This is Howard C. Park's blog. Interests: live music, simulations and modeling, languages, iPod, social and business networking, systems thinking, history of science, management, BBQ, trivia, good coffee, organizational learning, traveling, personal histories.
Sunday, January 16, 2005
being a mouthpiece
I recently heard the phrase "being someone's mouthpiece" twice in recent weeks. This got me thinking about how we've come to use this phrase even though there is, in my opinion, a disconnect between the actual meaning of the phrase and the meaning we've assigned to it.
By "mouthpiece", we usually mean that someone is acting the announcer or message carrier for someone else. He/she is being the mouth-surrogate. However, if you look at a mouthpiece of an instrument, it's the place that TAKES the "instructions" of the original player. It's the "bell" or the sound hole that that should mean the message relayer, or perhaps the whole horn is the message relayer. The "mouthpiece" is really more akin to the "ear". Of course, this makes for a confusing analogy.

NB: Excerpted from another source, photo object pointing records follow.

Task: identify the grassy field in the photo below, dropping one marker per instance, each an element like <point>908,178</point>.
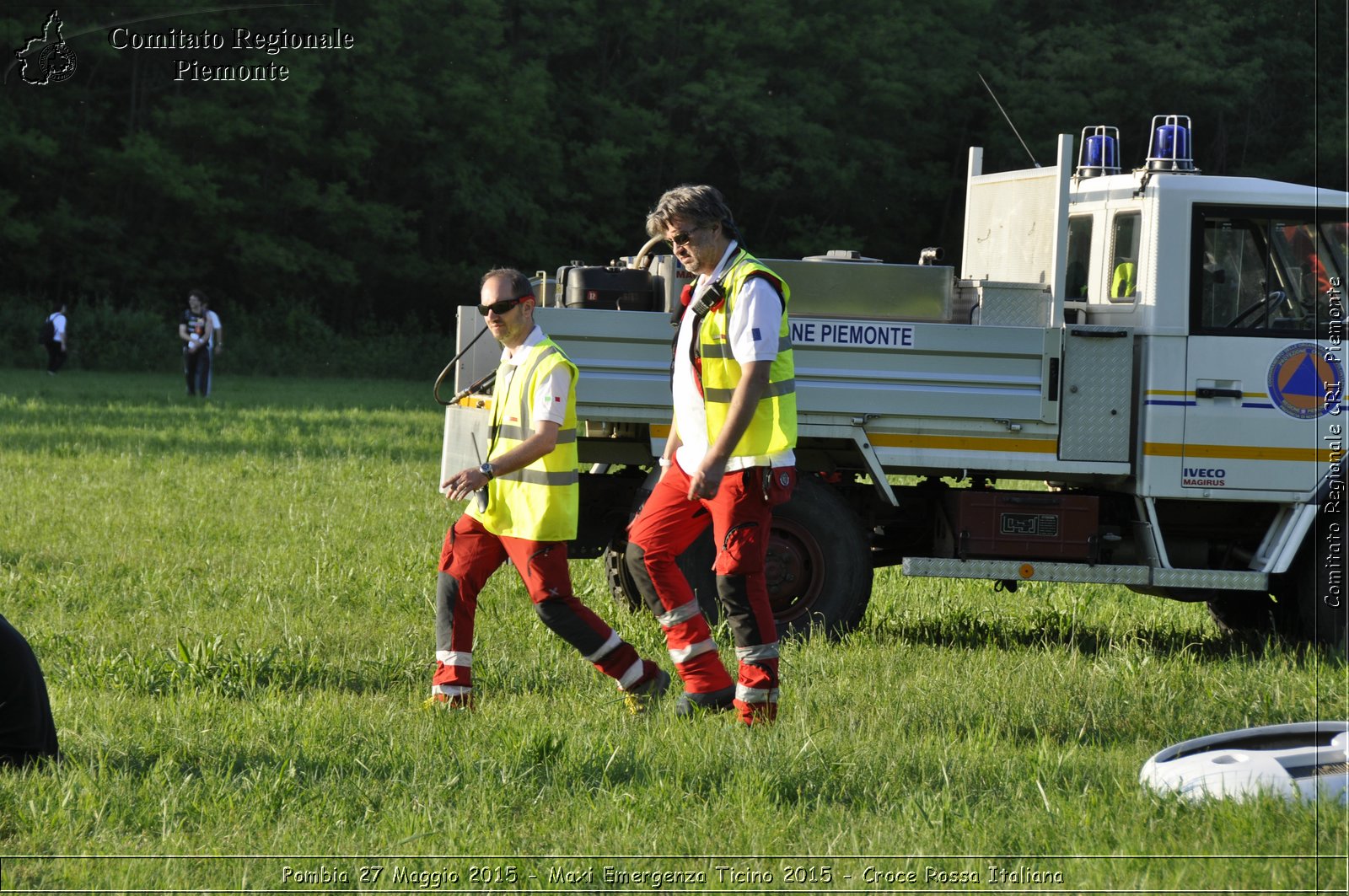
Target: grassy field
<point>233,604</point>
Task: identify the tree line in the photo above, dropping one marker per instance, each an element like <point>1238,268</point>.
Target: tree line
<point>374,185</point>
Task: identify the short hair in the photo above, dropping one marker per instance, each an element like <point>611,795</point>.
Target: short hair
<point>517,281</point>
<point>701,204</point>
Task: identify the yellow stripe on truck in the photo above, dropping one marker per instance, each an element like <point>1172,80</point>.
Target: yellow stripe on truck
<point>1238,453</point>
<point>968,443</point>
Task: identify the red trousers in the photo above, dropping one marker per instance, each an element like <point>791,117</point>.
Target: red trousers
<point>470,556</point>
<point>741,516</point>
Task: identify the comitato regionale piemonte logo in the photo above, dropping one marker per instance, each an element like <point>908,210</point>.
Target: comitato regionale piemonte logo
<point>46,58</point>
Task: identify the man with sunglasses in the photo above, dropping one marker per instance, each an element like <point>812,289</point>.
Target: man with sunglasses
<point>728,459</point>
<point>530,482</point>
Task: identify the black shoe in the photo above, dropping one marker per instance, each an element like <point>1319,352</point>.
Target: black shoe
<point>708,702</point>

Here's another one: Indian giver. I once read an article that criticized a "defend the Native American" article. The original article tried to warn people that the term "Indian giver" was demeaning to the Native Americans. The article I read reminded us that the term is not really a pejorative towards the Indians, instead; its actually a pejorative towards the white man who would give to the Indians, but then take it away. Think Oklahoma. This, too, is confusing. We're not used to a term that uses one group to really describe another group -- that's alot of thinking for a two-word phrase. We're also not used to mainstream terms that actually take a shot at the mainstream.